Vasopressor use leads to increased systemic vascular resistance leading to increased mean arterial pressure and increased perfusion to organs, which is particularly useful during arterial hypotension in shock [1]. Vasopressor use has been widely described in numerous settings including Intensive Care Units (ICU), emergency medicine, anesthesia, cardiac careunits, obstetrics and more.

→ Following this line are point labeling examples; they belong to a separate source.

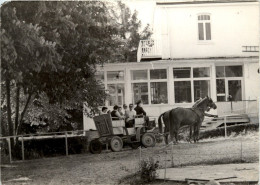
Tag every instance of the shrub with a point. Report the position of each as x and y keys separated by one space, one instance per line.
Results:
x=230 y=129
x=147 y=169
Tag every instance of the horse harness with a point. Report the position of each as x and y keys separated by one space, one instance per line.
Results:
x=197 y=111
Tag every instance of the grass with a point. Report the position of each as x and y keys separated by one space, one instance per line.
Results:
x=121 y=167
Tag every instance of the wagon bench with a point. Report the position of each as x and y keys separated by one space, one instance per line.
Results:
x=114 y=134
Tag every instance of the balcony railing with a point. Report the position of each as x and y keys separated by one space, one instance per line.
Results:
x=148 y=49
x=250 y=48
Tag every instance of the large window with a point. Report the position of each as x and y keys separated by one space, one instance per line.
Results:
x=150 y=86
x=140 y=91
x=204 y=27
x=115 y=87
x=191 y=84
x=229 y=83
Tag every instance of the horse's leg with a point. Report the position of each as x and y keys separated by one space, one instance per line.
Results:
x=198 y=131
x=191 y=127
x=176 y=137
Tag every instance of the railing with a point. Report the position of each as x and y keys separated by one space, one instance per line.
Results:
x=148 y=49
x=250 y=48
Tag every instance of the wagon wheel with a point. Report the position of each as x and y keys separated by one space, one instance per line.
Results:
x=116 y=144
x=95 y=147
x=135 y=145
x=148 y=140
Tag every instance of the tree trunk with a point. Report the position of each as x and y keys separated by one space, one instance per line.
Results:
x=17 y=101
x=9 y=118
x=8 y=102
x=23 y=113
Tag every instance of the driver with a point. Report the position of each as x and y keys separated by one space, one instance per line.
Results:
x=140 y=111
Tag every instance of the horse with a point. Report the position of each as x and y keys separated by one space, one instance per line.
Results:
x=179 y=117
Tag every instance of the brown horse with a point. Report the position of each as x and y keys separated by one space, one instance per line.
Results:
x=176 y=118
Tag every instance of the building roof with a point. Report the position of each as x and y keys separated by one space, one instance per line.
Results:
x=183 y=2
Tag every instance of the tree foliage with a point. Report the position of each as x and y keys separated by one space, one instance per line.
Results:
x=49 y=55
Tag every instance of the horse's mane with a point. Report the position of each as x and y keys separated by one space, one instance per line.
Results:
x=202 y=101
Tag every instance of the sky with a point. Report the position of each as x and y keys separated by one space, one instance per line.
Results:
x=144 y=8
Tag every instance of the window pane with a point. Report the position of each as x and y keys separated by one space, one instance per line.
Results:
x=221 y=86
x=181 y=72
x=99 y=75
x=115 y=75
x=159 y=92
x=201 y=72
x=201 y=32
x=182 y=91
x=220 y=71
x=233 y=71
x=139 y=75
x=201 y=89
x=116 y=92
x=140 y=92
x=158 y=74
x=221 y=98
x=208 y=31
x=234 y=89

Vasopressors are especially common in the ICU setting where they can supplement fluid resuscitation in maintaining perfusion pressures in the setting of sepsis, hemorrhage and shock [2]. In fact, high dose vasopressor use has even been demonstrated to be an independent predictor of ICU and hospital mortality [3].

While vasopressor use has been indicated in a myriad of critically ill patients, use of vasopressors also has its share of adverse effects including severe hypertension, cardiac ischemia, acute limb ischemia, arrhythmias and even, mortality [4,5]. Excess use of vasopressors can lead to iatrogenic vasoconstrictive shock in patients with poor cardiac function [6]. And though many studies exist describing the indications and adverse effects of vasopressors, few exist to investigate whether vasopressor use has increased in recent years, and whether any differences in this rate of use exist among teaching and non-teaching hospitals. Our study aims to explore the trend of use of vasopressors in teaching and non- teaching hospitals in the United States from 2005-2014 with the goal of better understanding the amount of usage of vasopressors in hospital medicine.

Materials and Methods

We conducted a retrospective cohort study utilizing the Healthcare Cost and Utilization Project network (HCUPnet) national database to investigate vasopressor use in teaching vs. non-teaching hospitals between 2005 and 2014. HCUP is a national database and software tool sponsored by the Agency for Healthcare Research and Quality (AHRQ). The database represents the most extensive collection of longitudinal hospital care data in the United States, including the synthesis of data from state healthcare centers, hospital associations, private institutions, and the Federal government.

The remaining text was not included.